2013 New Initiative Grant
Christine D. Keating, Ph.D. (PI) Professor of Chemistry, Penn State University
Theresa Mayer, Ph.D. (Co-PI) Distinguished Professor of Electrical Engineering & Materials Science & Engineering, Penn State University
Probing the Role of Interparticle Forces in the Collective Behavior of Particle Assemblies
The properties of individual molecules within biological assemblies such as lipid membranes or protein complexes are often stimuli-responsive. For example, a conformational change may occur upon binding that consequently alters the structure of the overall assembly, effectively amplifying the response of the molecule(s) directly involved in the binding events. This type of control over the interactions between components of synthetic, inorganic assemblies would be a powerful step towards increased functionality and responsiveness in these materials, and could have far-ranging implications in nanophotonics, chemical and biological sensors, and energy.
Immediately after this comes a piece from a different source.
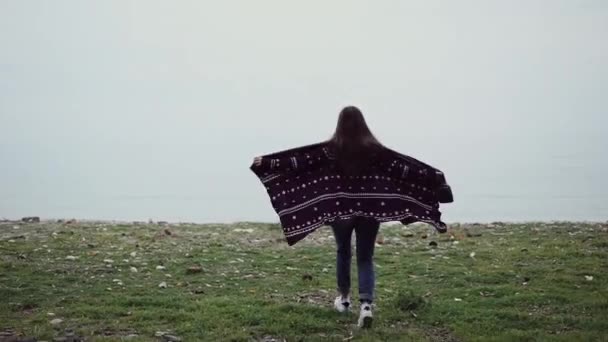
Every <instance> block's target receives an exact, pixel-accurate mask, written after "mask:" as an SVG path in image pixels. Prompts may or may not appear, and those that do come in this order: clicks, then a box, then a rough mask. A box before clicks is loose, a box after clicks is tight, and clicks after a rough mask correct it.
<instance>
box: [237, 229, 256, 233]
mask: <svg viewBox="0 0 608 342" xmlns="http://www.w3.org/2000/svg"><path fill="white" fill-rule="evenodd" d="M234 232H235V233H253V229H251V228H245V229H243V228H236V229H235V230H234Z"/></svg>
In this New Initiatives proposal, Profs. Keating and Mayer combine diverse expertise to generate systems in which a fundamental materials property, particle polarizability, is controlled in real-time by optical illumination. Complementary experimental model systems will be investigated to probe the effect of this materials property change on two important classes of interaction forces and its impact on particle organization within assemblies. We anticipate observing rich phase behaviors based on mixtures of different particle types in which particle subpopulations are selectively altered to vary their interaction potentials. Cooperative responses to material structure such as a stimulus-induced phase change are of fundamental interest and are exciting in the longer-term as reconfigurable materials.